Trouwens: wat is onterecht, als we het over ruim drieduizend vrouwen per jaar hebben? Juist in hun geval zijn huisartsen iets minder geneigd klachten voldoende serieus te nemen – ‘voor borstkanker bent u nog te jong’ – en de klassieke detectiemethoden zoals echo en mammografie geven juist bij jongere vrouwen weinig houvast, omdat hun klierweefsel vaak nog te hecht is. En juist in hun geval is borstkanker bijzonder ingrijpend, niet alleen omdat kanker bij jongere mensen vaak agressiever is. Wie jong aan de borstkankerchemo of aan de -hormonen moet, komt immers vervroegd in de overgang (en dat is nogal wat als je net in de dertig bent), en raakt vaak onbedoeld onvruchtbaar. En dat nog los van die gehavende borst en dat angstige perspectief.

Waar het aan schort in de campagnes, dunkt me, is dat vrouwen een goed instrument krijgen aangereikt om zichzelf een beetje in de gaten te houden. Hoe doe je nu precies zelfonderzoek? Waar moet je op letten? Moet je bij elke bobbel, deuk of ingetrokken tepel meteen aan kanker denken? Wanneer ga je naar de dokter en wanneer niet? Dat het er vooral om gaat om veranderingen in je borsten op te merken – en het daarvoor dus buitengewoon belangrijk is te weten hoe je borsten normaliter aanvoelen – blijkt kennis te zijn die tegenwoordig amper meer wordt doorgegeven.
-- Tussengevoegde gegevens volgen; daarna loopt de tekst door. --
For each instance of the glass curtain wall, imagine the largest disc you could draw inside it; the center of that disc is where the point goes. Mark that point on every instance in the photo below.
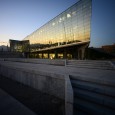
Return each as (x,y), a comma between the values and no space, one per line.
(70,27)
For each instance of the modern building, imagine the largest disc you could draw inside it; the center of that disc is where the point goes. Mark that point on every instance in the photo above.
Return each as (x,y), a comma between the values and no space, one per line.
(19,46)
(65,36)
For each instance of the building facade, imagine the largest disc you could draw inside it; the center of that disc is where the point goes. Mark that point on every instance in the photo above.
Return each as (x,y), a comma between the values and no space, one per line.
(65,36)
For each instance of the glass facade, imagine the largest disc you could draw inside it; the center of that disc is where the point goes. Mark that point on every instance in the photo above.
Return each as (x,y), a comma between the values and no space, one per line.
(70,27)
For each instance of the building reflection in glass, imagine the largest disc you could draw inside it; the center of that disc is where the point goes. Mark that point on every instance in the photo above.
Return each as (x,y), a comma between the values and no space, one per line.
(70,27)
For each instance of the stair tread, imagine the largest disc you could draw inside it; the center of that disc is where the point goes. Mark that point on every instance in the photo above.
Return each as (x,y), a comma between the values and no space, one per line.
(91,108)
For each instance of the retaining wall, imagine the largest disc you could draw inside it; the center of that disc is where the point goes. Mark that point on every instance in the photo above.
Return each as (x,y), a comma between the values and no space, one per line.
(37,61)
(54,84)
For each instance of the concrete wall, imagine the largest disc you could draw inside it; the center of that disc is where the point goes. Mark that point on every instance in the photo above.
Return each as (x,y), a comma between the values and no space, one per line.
(54,84)
(38,61)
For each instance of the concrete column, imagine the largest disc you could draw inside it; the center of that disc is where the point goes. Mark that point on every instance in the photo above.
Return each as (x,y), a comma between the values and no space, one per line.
(56,54)
(65,54)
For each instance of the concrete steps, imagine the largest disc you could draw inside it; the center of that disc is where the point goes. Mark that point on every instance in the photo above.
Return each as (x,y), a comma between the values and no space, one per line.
(93,97)
(90,64)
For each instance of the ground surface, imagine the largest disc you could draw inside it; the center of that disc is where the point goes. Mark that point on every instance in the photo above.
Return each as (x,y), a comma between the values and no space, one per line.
(40,103)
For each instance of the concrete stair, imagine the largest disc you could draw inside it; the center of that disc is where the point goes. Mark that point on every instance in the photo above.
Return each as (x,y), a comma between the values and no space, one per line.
(93,97)
(93,64)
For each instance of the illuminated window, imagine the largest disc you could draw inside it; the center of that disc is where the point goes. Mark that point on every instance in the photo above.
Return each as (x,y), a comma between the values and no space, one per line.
(68,15)
(53,24)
Het aanleren van goed zelfonderzoek zou centraal moeten staan in de campagne, temeer daar ook vrouwen die te oud zijn voor deelname aan het standaard bevolkingsonderzoek daar iets aan hebben. Ook hun kansen op borstkanker zijn (niet langer) zo hoog, en als het ze toch treft is het vaak een langzaam groeiende soort, maar toch. Bovendien is goedzelfonderzoek ook verstandig voor de vrouwen tussen de 50 en 75 die netjes elke twee jaar hun borsten in de pletmachine laten controleren: want tussen de controles door hebben de zogeheten ‘snelle groeiers’ de vrije hand.
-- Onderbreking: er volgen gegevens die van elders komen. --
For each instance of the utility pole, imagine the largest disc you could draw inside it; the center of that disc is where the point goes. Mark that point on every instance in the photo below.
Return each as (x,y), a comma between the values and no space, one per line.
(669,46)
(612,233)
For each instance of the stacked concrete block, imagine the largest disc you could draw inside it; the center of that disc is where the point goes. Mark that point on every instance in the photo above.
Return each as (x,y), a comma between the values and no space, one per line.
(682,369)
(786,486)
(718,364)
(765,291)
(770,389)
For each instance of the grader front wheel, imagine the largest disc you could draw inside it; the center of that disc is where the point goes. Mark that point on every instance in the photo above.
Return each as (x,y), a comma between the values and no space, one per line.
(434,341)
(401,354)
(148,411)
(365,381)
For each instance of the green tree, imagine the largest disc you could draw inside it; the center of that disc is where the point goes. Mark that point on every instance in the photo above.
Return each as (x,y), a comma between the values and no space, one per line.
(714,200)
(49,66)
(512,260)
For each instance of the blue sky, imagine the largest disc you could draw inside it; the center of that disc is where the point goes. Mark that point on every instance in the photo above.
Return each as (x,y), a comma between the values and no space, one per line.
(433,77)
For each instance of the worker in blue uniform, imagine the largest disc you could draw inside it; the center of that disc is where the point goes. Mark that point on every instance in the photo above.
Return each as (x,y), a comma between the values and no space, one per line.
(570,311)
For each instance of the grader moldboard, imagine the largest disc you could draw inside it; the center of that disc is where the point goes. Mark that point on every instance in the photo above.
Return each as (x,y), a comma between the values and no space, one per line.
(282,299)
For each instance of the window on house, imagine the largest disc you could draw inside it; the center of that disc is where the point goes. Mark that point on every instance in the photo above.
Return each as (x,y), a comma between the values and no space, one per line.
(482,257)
Het is een vuistregel van campagnevoeren dat je mensen niet alleen een slechte boodschap moet geven: dan sluiten ze zich af of worden bang. Pas wanneer je ze tegelijkertijd een handvat aanbiedt, heeft een campagne zin. Geef vrouwen een instrument: laat ze hun eigen handen leren gebruiken.